Everyday the population of the globe grows, people live longer and individuals enjoy a better standard of living. These three trends result in the greater consumption of material goods than ever before (coupled with a concurrent increase in industrial activity), increasing waste and pollution worldwide. Concern over the increase of pollution led to the beginning of the environmental movement in the United States in the 1960s. However, since the inception of this movement, environmentalism has been hardened political issue. Thus “green” has become a loaded term, causing the debate over the necessity of changing business and personal practices to become a partisan issue.
At the business level, the debate tends to focus on the question of whether environmentalism is good for industry or if it harms profitability. There is a perception that governmental and environmental regulations cut into a company’s profit. Unfortunately, this zero-sum understanding of the relationship between economics and the environment creates a strong resistance toward developing environmentally sustainable business strategies. However, creative solutions that preserve profitability while protecting the environment exist; the challenge is to shift the argument away from the environment vs. economic scenario into a debate over which win-win solutions are best.
A second obstruction to the adoption of environmentally sustainable practices is the hesitancy to make short-term sacrifices in favor of long-term benefits. This is underscored by the fact that an individual’s or business’ practices become established over time and difficult to change. Something as simple as beginning a home or business recycling program, weatherproofing a home to reduce wasted energy or modifying a business supply chain can present psychological challenges that induce procrastination and avoidance. As counterintuitive as the rejection of the long-term benefits in favor of immediate rewards may seem, it is a fundamental human trait that acts as a barrier to sustainable practices.
The third and final main barrier to going green occurs mainly at the individual level. Despite increased publicity of urgent environmental issues such as climate change, pesticide contamination of food and water and air pollution, individuals seem unwilling to act. This is because the human psyche can only accommodate a limited number of concerns at any given time. Termed the “finite pool of worry,” this theory explains the lukewarm response to environmental concerns at the same time that it provides a solution. Environmentalism on its own, despite its importance, occupies a low position on most individual’s priority lists. Concerns about the economy, the job market, personal health and quality of life tend to dominate a person’s day-to-day worries.
Therefore in order to increase its visibility, the issue of environmentalism must be reframed to fit within a person’s existing concerns. For example, people concerned about the job market, might be interested in the potential employment opportunities created by adopting renewable energy resources. When people can see how environmentally sustainable practices can benefit them personally in the short term, they are much more likely to act.

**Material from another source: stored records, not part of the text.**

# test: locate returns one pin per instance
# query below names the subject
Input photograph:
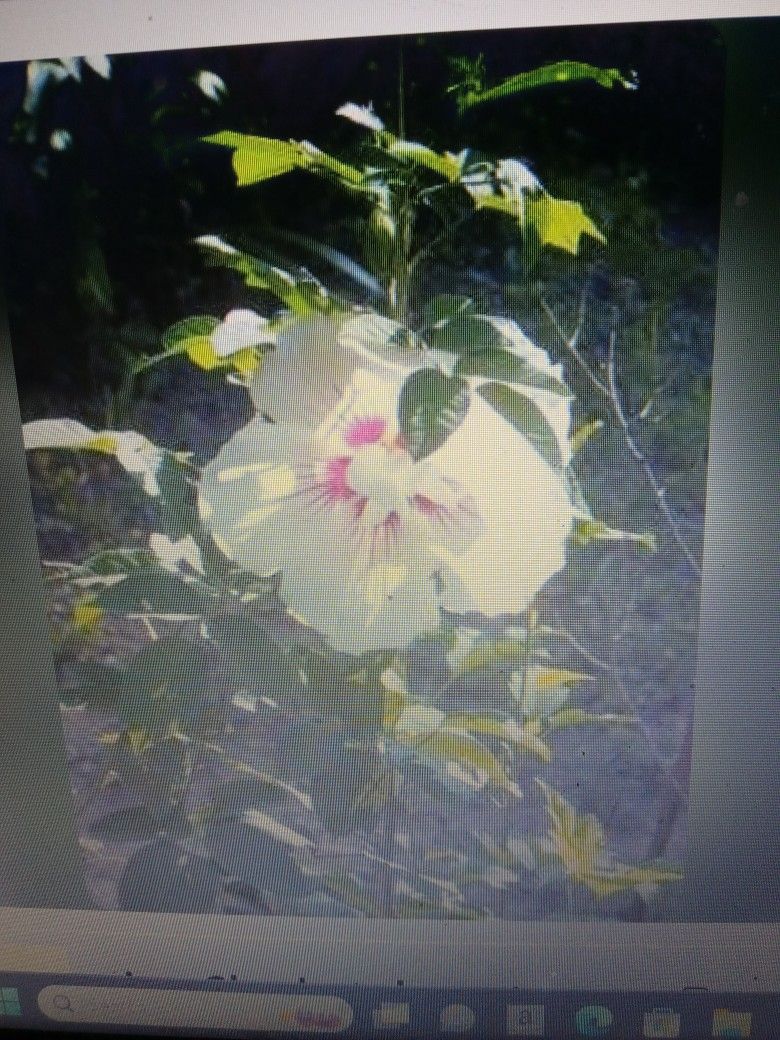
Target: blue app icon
(593, 1020)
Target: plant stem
(609, 392)
(658, 491)
(390, 830)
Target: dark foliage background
(97, 238)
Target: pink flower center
(362, 432)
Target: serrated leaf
(559, 223)
(508, 367)
(526, 417)
(431, 407)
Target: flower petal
(525, 511)
(257, 498)
(240, 329)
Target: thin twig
(609, 391)
(570, 342)
(658, 491)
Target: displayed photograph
(365, 394)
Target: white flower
(177, 556)
(369, 543)
(139, 458)
(516, 179)
(210, 85)
(362, 114)
(215, 242)
(239, 330)
(60, 139)
(513, 179)
(135, 452)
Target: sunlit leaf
(590, 530)
(444, 308)
(301, 293)
(471, 92)
(257, 158)
(578, 841)
(431, 407)
(583, 434)
(478, 764)
(576, 717)
(362, 114)
(446, 165)
(526, 417)
(490, 652)
(559, 222)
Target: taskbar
(235, 1008)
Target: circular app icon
(457, 1018)
(593, 1020)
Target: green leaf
(446, 165)
(164, 689)
(585, 433)
(510, 368)
(198, 326)
(468, 753)
(590, 530)
(466, 333)
(353, 785)
(526, 417)
(559, 222)
(300, 292)
(576, 717)
(473, 94)
(258, 159)
(492, 652)
(431, 407)
(445, 307)
(152, 590)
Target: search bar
(195, 1009)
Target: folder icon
(731, 1024)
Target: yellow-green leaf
(585, 433)
(559, 222)
(594, 530)
(466, 752)
(446, 165)
(201, 353)
(504, 651)
(576, 717)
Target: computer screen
(390, 541)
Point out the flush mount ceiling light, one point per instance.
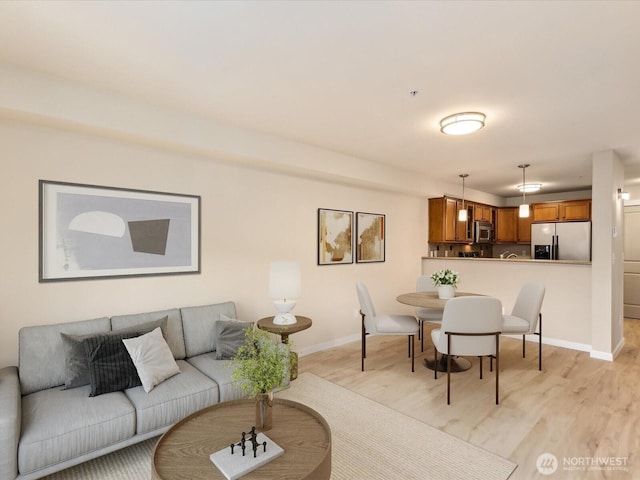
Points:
(622, 195)
(462, 123)
(530, 187)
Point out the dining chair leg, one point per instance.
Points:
(364, 343)
(448, 369)
(435, 362)
(497, 364)
(413, 353)
(540, 343)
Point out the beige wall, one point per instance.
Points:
(249, 217)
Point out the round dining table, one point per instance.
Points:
(431, 300)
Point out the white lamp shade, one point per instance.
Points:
(284, 280)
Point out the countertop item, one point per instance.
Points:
(510, 260)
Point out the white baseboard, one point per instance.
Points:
(606, 355)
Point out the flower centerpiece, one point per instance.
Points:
(446, 280)
(261, 366)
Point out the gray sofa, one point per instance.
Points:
(45, 428)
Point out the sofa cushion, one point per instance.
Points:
(152, 358)
(219, 371)
(76, 365)
(230, 336)
(198, 323)
(173, 399)
(41, 355)
(59, 425)
(173, 333)
(110, 365)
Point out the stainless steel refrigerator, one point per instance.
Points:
(561, 241)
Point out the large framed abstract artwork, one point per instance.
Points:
(370, 237)
(90, 231)
(335, 244)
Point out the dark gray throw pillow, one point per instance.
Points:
(230, 335)
(76, 364)
(110, 366)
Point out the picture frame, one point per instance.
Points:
(92, 231)
(370, 237)
(335, 237)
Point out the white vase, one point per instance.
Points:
(446, 292)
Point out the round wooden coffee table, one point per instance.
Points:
(183, 451)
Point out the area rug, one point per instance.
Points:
(373, 442)
(369, 442)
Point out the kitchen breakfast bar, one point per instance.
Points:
(566, 308)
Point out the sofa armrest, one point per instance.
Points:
(10, 421)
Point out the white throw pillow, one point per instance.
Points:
(152, 357)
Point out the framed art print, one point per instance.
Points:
(335, 237)
(370, 237)
(89, 231)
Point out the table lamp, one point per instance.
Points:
(284, 289)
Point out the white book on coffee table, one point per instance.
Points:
(234, 466)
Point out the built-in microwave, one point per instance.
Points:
(482, 232)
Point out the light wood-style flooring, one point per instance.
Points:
(577, 408)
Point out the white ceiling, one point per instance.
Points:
(557, 80)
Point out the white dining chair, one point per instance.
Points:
(526, 316)
(373, 324)
(431, 315)
(470, 327)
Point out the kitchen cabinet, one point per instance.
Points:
(506, 227)
(578, 210)
(562, 211)
(524, 229)
(444, 226)
(482, 213)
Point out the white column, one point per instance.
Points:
(607, 256)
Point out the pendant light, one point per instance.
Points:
(523, 212)
(462, 213)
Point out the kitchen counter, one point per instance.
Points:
(566, 309)
(510, 260)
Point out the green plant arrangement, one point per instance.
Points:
(262, 364)
(445, 276)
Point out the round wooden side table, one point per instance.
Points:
(182, 453)
(302, 323)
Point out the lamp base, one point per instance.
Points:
(284, 319)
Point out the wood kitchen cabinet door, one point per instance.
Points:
(578, 210)
(507, 225)
(545, 212)
(482, 213)
(524, 229)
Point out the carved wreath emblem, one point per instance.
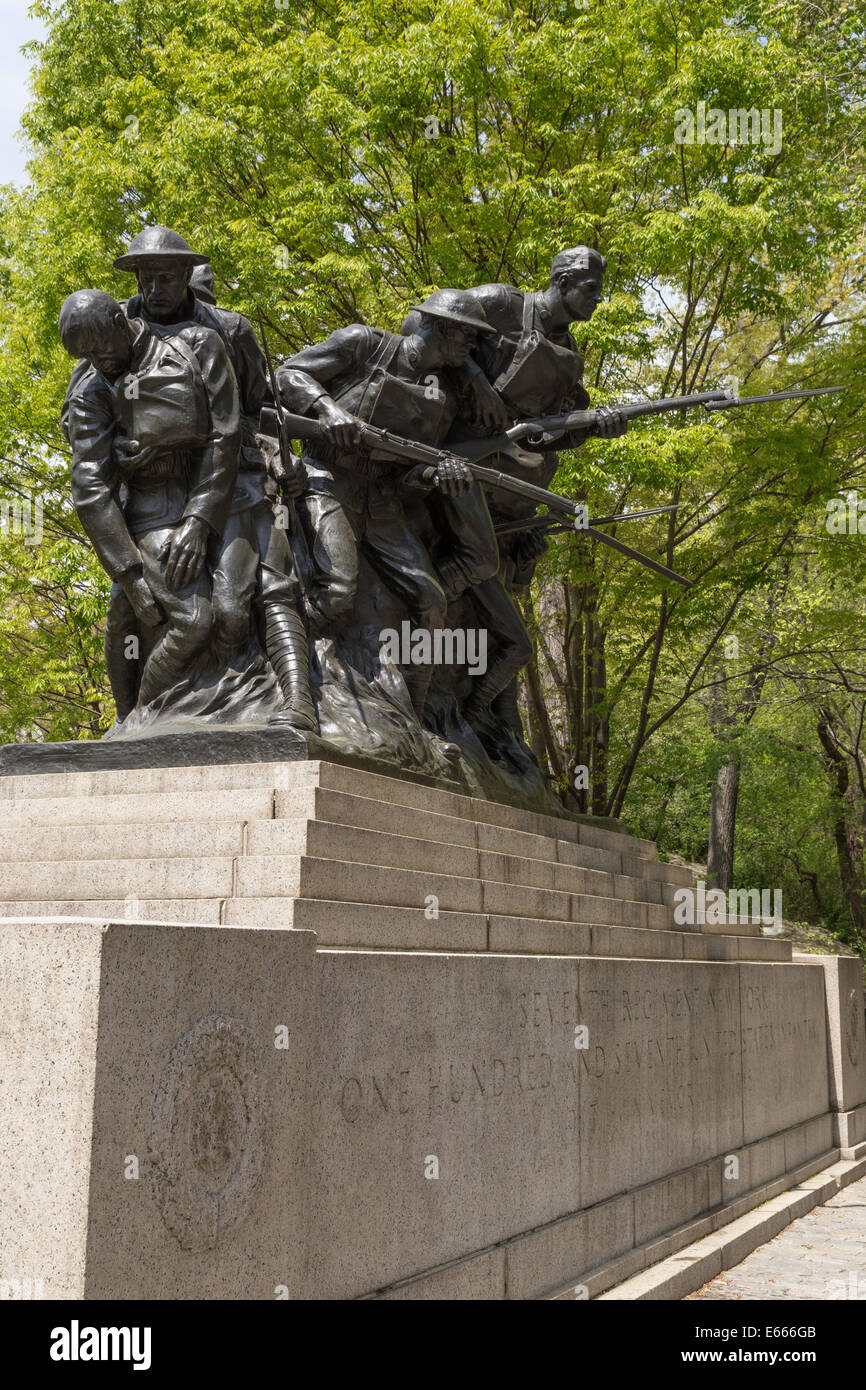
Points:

Clearly, behavioral psychology can help provide insight as to why, in spite of the urgency behind the sustainability movement, corporate and individual actions so often fail to meet expectations. By using behavioral psychology to identify the barriers to the adoption of new mindsets and behaviors, we can simultaneously highlight challenges and suggest strategies to overcome them. Resolving the resistance to environmentalism requires a multi-faceted and creative approach, but it is possible to intelligently foster a sustainable lifestyle from the bottom up.This guest post was written by Allison Gamble.
It was a true pleasure to get a phone call from Susan Murray, parent and owner of Waste Not Solutions of Little Silver, NJ. She described a community that wanted to take a proactive step and invest some of its precious Environmental Commission dollars in the community’s children and schools.

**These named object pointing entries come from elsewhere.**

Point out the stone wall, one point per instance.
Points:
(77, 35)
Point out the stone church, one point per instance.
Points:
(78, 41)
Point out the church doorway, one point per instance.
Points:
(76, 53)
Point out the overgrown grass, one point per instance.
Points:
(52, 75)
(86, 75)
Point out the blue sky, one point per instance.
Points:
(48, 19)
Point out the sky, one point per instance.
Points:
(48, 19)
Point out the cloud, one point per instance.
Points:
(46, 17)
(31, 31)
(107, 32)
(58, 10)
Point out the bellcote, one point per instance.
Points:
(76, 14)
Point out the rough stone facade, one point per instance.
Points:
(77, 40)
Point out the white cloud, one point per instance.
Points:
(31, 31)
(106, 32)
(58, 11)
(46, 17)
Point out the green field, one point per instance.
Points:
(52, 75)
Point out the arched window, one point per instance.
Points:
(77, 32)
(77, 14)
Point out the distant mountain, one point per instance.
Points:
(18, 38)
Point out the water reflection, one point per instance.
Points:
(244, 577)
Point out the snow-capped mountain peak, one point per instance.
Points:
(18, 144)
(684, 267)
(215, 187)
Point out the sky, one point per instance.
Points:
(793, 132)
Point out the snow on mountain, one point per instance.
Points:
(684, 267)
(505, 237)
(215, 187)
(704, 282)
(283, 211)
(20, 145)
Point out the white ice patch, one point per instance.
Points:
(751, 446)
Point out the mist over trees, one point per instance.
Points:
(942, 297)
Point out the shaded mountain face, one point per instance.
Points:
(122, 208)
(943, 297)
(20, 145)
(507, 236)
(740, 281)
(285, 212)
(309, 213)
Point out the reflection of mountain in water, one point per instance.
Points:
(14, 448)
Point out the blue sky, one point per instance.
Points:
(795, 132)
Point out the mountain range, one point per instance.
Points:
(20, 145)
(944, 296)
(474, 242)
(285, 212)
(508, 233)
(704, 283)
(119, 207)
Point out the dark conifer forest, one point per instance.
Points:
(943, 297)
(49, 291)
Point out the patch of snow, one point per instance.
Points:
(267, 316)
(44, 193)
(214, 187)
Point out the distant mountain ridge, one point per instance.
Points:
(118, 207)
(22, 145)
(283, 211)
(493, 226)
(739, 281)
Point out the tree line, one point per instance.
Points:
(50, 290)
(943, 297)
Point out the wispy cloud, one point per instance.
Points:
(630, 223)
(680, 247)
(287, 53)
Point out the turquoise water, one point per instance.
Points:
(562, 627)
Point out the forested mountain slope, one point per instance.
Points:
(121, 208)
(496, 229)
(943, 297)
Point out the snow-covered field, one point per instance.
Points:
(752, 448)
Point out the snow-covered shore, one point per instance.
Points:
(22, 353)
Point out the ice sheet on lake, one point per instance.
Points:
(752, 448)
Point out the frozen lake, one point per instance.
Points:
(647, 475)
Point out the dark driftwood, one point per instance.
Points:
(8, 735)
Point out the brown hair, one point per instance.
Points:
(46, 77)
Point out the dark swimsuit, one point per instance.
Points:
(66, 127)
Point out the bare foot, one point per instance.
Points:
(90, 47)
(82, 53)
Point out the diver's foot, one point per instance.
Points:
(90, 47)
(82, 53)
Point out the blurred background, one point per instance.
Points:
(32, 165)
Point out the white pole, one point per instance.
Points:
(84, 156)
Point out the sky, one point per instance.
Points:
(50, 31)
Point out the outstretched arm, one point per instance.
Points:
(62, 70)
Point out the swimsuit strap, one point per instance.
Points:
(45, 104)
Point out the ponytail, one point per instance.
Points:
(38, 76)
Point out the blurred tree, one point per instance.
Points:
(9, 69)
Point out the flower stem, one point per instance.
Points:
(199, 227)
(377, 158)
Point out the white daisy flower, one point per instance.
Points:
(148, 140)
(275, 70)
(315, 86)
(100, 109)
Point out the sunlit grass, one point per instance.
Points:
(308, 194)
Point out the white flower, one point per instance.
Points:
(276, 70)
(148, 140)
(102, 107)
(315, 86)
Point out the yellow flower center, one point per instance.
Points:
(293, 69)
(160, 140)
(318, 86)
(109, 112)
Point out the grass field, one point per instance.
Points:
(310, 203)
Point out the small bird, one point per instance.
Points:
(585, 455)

Led by Rosemary Brewer, the Little Silver Environmental Commission graciously donated 1000 custom, stainless steel water bottles to the students and staff at Point Road and Markham Place schools in New Jersey. The commission’s goal was to help students reduce the number of disposable plastic water bottles they use and to make a positive impact on the environment.

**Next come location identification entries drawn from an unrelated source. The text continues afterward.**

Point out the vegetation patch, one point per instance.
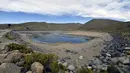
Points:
(9, 36)
(20, 47)
(49, 61)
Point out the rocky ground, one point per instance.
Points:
(98, 54)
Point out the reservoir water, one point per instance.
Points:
(59, 38)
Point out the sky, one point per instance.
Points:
(63, 11)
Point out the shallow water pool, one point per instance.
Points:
(59, 38)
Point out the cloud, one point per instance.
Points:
(113, 9)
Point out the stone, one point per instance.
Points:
(29, 72)
(14, 57)
(37, 67)
(71, 67)
(9, 68)
(114, 60)
(5, 50)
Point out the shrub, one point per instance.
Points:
(21, 48)
(112, 69)
(9, 36)
(47, 60)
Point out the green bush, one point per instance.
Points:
(21, 48)
(45, 59)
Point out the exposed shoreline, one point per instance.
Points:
(87, 50)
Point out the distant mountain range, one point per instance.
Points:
(93, 25)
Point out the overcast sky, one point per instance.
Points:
(15, 11)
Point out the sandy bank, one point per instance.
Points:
(87, 50)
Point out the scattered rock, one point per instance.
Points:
(9, 68)
(71, 68)
(29, 72)
(37, 67)
(14, 57)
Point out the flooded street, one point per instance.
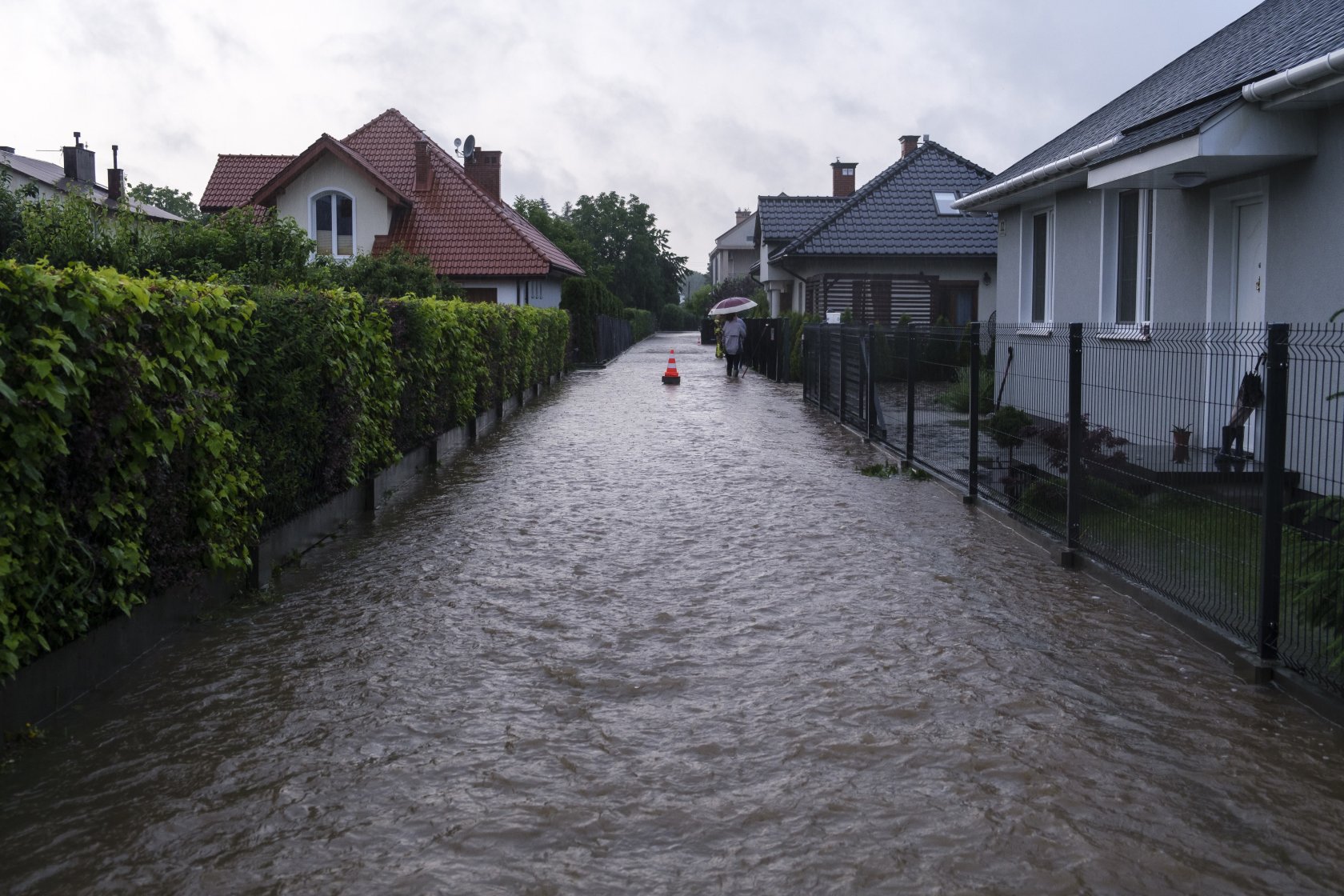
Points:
(667, 640)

The school created additional enthusiasm for the program by holding a logo design contest for the students. The winner was rewarded with their logo on the schools’ bottles. The result is a fantastic graphic. Bravo Little Silver!
Last Saturday I participated in a forum called “Inventing the Future – Rebuilding Communities from the Inside Out” organized by We Are BOOST (Building Open Opportunity Structures Together) in Trenton, NJ. As I navigated my way to the event using the GPS system in my new Toyota Camry hybrid, I found a neighborhood “in transition” – some of the old houses and buildings were boarded up, but many were cared for and charming. There was a feeling of hope here.
Once inside Planet Havana, the bar/nightclub hosting the all day event, I found the people who embodied that hope. Many of them had known each other for decades. All of them were committed to collaborating to find new solutions to old problems in their under-served Trenton neighborhood. In addition to hope, there was passion – the meeting began with local children aged 5 through 17 years reading their prize-winning poems on peace. Then each forum participant shared what they were doing and fielded questions.
After listening to the stories, I have to admit that the challenges faced in this community and others like it were not at all familiar to me – prolonged unemployment, crime, violence, prejudice, poor self-image, school water with high lead levels, industrial contamination of residential neighborhoods, and the difficulties of re-entering society after prison. All mind-boggling problems, and yet, my message about the wastefulness of bottled water and the importance of drinking tap water from reusable bottles was recieved with great interest and enthusiasm.
Maybe it was because getting Back2Tap is a simple concrete step that anyone can take toward a more sustainable lifestyle. Maybe it was because people who have been exposed to environmental contamination have a greater appreciation for the limitations of our planet and its vulnerability. Maybe it was because having less discretionary income motivates people to be less wasteful. Maybe it was because there is a mindfulness here that is far too uncommon. Maybe it was because of their unflagging hope for better days ahead.
At the end of the forum, over half of the crowd came up to take a brochure and express an interest in running a Back2Tap fundraising campaign with their particular organization or group. As I left, two of my beautiful new-found sisters Amini and Sa Mut gave me warm hugs that I won’t soon forget. As soon as I got back into my car and started for home, I discovered that Planet Havana is less than two blocks from a penitentiary surrounded by towering stone walls topped with huge bales of barbed wire that must serve as a constant reminder of how wrong things can go.
My new hope is that Back2Tap will be able to help these dynamic community organizers raise money, save money, and spread sustainability in their under-served community.